Without turning, Roger felt Anne standing small, almost prim, by the fireplace, distrusting him, clinging fast to her safety, as James Mitchell clung to his little job. Afraid to dare, clutching comfort at any price. Perhaps she had deliberately decided this thing should be. She so often understood his unuttered thoughts, clarified his reactions before they had emerged clearly to himself from their first chaos of emotion and enthusiasm. If Anne had done this, feeling the safety of their present comfort slipping! But, when he turned to her—she was so silvery fair, shame of his own thought rushed over him. Against the reluctance he felt in her, he drew her to him again. And Anne, in her desperate need to believe, came back. He kissed her and smiled into her eyes, and this time, Anne smiled too. But she was glad that Roger did not insist again that she whisper "the sweet secret!" She did not want to talk of it until this mood was dead in the past. After a long silence, she looked up.

"Mamma phoned to-day. She wants us to go there for Christmas."

Their first Christmas to be spent with the Mitchells!

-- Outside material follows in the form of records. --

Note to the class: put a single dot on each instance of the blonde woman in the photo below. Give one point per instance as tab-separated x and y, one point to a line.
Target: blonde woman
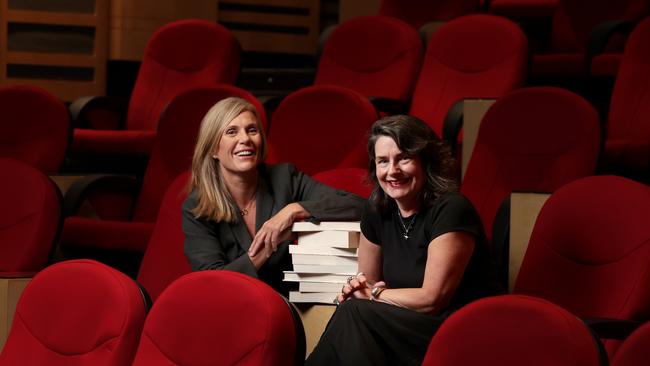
239	213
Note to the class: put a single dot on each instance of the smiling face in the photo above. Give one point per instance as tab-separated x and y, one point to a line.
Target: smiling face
239	149
399	175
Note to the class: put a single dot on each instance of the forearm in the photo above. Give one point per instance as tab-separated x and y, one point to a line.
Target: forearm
417	299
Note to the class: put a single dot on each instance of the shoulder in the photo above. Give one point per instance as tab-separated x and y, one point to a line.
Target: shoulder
452	200
191	201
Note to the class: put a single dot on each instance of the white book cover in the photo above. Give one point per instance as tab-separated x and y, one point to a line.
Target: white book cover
315	277
335	239
321	250
318	297
320	287
327	225
348	269
322	259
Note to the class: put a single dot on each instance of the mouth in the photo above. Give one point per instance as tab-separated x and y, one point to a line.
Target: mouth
244	153
397	183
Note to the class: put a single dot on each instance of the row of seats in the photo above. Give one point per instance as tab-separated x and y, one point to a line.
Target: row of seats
571	262
494	66
82	312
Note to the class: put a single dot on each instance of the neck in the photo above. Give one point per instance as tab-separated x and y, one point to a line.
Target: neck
407	209
242	187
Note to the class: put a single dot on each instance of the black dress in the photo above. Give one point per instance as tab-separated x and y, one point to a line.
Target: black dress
363	332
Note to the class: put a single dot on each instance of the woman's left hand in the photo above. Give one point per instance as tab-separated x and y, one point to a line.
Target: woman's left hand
276	229
357	287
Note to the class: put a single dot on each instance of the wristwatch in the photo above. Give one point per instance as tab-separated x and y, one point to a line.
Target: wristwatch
376	290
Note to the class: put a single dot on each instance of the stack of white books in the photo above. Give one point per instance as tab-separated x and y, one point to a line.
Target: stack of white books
323	258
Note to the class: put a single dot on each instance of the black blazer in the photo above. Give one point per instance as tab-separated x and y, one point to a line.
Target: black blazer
222	245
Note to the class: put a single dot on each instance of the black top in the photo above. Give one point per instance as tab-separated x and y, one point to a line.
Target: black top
222	245
404	260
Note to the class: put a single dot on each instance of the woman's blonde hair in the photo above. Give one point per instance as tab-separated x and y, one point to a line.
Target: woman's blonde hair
214	199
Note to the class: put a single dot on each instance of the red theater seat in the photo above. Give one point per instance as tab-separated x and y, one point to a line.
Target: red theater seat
513	330
635	350
30	218
221	318
179	56
35	127
589	250
164	260
320	128
419	12
376	56
76	313
352	180
474	56
534	140
627	142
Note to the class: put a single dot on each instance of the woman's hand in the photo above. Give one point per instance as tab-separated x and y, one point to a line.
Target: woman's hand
276	230
357	287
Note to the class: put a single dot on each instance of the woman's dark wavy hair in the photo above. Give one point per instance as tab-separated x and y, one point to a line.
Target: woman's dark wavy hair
414	138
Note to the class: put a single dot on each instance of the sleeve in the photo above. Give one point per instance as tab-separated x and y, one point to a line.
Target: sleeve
454	212
203	248
322	201
371	224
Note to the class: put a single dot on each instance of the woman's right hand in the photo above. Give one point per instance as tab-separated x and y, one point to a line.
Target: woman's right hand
357	287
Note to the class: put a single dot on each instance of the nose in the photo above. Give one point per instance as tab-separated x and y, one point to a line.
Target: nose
393	168
243	136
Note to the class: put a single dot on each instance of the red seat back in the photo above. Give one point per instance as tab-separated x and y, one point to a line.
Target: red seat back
419	12
512	330
164	260
532	139
320	128
353	180
218	318
30	219
635	350
475	56
180	55
628	127
589	250
35	127
374	55
76	313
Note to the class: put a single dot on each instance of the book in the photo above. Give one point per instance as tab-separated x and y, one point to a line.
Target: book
335	239
322	259
348	269
301	226
322	250
318	297
320	287
316	277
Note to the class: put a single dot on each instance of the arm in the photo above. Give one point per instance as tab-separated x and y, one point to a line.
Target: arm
310	199
447	257
204	251
370	269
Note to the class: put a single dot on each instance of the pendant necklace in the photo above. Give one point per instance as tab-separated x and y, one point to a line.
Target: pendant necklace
405	227
244	211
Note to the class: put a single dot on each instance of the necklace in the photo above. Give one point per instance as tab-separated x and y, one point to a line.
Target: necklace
244	210
407	228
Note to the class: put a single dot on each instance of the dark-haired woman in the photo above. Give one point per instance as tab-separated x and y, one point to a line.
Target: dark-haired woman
422	253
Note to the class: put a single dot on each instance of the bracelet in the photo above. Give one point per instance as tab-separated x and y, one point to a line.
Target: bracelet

"It's going to be the first real Christmas party mamma has ever had," Anne went on, "and she's as excited as a child. Dr. Stetson is back from the East, more successful and famous than ever and he's asked Belle to go out twice in three weeks. He's coming, and I believe moms has some kind of idea that when he sees how successful matrimony can be, he will be moved to go and do likewise."

Roger tried to smile, but none of Mrs. Mitchell's ideas ever amused him. This was so exactly the kind of crude thing she would do. But he had hurt Anne too much to-night to do anything but pretend genuine pleasure.

"We'll do our best to help the good cause along. Shall I hold your hand and murmur sweet nothings? Come on, let's practice."

"Don't be silly. But I do wish Belle would marry him." Anne spoke in such a matronly tone that Roger laughed. "You needn't laugh. Belle's awfully independent and all that, but she'd make a corking wife for some man. And this Dr. Stetson does seem more persistent than most. She usually frightens them off. I shouldn't wonder a bit if something doesn't come of it." Anne looked oddly like Hilda for a moment.

"Well, you can coach me up, or we'll arrange a code to entangle the gentleman in domestic felicity. I'll do whatever you tell me."

"Then it's sure to be a success. But, Roger, I do want this to be a nice dinner. It's really the first effort mamma has ever been able to make at a jolly Christmas. And she would so have loved trees and Santa Clauses and all the regulation fixings. Only they cost so much, and it never seemed worth while, because it would have taken all the money—even if she could have scraped it together—just for the machinery and there would have been no party."

Roger's own childhood had not been very full of treats, but at the picture of little Anne deprived of the usual Christmas, Roger's heart melted.